Home > Airframe(14)

Author: Michael Crichton

When Casey introduced herself, Kay Liang looked confused. "You're from the manufacturer?" she said. "But a man was just here..."

"What man?"

"A Chinese man. He was here a few minutes ago."

"I don't know about that," Casey said, frowning. "But we'd like to ask you some questions."

"Of course." She put the magazine aside, folded her hands in her lap, composed.

"How long have you been with Transpacific?" Casey asked.

Three years, Kay Liang answered. And before that, three years with Cathay Pacific. She always flew international routes, she explained, because she had languages, English and French, as well as Chinese.

"And where were you when this incident occurred?"

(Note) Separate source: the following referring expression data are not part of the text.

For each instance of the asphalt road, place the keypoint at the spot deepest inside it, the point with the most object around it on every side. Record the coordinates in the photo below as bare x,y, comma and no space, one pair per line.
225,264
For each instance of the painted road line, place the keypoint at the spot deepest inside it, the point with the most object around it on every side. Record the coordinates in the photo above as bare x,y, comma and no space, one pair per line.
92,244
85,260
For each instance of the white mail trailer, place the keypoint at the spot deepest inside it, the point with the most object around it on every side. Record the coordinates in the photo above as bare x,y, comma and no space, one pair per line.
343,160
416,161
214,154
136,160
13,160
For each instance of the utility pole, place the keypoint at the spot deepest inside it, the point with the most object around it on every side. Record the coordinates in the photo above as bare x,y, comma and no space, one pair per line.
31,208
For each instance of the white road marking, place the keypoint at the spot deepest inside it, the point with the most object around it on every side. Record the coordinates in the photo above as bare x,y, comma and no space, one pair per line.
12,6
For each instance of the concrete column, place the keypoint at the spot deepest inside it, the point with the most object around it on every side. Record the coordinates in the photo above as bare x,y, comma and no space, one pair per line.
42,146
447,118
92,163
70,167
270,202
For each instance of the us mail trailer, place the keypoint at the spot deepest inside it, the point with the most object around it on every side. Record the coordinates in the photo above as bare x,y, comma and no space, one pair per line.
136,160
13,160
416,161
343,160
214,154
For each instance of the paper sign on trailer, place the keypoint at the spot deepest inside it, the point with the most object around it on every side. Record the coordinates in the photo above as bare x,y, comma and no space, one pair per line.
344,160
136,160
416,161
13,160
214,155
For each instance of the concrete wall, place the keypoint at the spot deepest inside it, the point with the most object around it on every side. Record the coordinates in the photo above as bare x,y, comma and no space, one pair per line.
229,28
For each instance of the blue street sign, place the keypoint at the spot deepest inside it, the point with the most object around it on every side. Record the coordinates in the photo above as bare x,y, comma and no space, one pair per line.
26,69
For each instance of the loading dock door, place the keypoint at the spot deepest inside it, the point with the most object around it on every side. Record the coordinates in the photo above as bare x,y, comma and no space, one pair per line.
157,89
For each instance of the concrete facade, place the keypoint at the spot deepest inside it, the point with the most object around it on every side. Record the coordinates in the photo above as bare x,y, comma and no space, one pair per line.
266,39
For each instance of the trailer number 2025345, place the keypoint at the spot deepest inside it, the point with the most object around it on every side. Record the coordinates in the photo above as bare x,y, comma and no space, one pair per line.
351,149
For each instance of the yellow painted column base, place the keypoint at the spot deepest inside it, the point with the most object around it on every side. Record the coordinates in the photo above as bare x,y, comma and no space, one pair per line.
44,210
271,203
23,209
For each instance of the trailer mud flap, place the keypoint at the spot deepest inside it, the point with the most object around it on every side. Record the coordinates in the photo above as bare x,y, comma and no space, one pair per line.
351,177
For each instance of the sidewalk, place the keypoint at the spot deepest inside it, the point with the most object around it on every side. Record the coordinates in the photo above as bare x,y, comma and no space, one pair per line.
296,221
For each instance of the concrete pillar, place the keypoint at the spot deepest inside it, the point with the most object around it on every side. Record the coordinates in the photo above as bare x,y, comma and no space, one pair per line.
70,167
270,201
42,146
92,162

"In the midcabin galley. Just behind business class." The flight attendants were preparing breakfast, she explained. It was about five A.M., perhaps a few minutes later.

"And what happened?"

"The plane began to climb," she said. "I know that, because I was setting out drinks, and they started to slide off the trolley. Then almost immediately, there was a very steep descent"

"What did you do?"

She could do nothing, she explained, except hold on. The descent was steep. All the food and drinks fell. She thought the descent lasted about ten seconds, but she wasn't sure. Then there was another climb, extremely steep, and then another steep descent. On the second descent, she struck her head against the bulkhead.

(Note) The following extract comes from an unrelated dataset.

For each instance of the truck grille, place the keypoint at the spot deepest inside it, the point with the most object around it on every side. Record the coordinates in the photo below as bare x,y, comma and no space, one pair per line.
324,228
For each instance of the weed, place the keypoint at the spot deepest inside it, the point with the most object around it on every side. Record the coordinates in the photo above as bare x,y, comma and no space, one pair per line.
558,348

"Did you lose consciousness?"

"No. But that was when I scraped my face." She gestured to her injury.

"And what happened next?"

She was not sure, she said. She was confused because the second stewardess in the galley, Miss Jiao, fell against her, and they were both knocked to the floor. "We could hear the cries of the passengers," she said. "And of course we saw them in the aisles."

Afterward, she said, the plane became level again. She was able to get up and help the passengers. The situation was very bad, she said, particularly aft. "Many injured and many bleeding, in pain. The flight attendants were overwhelmed. Also, Miss Hao, my cousin, was not conscious. She had been in the aft galley. This upset the other stewardesses. And three passengers were dead. The situation was very distressing."

"What did you do?"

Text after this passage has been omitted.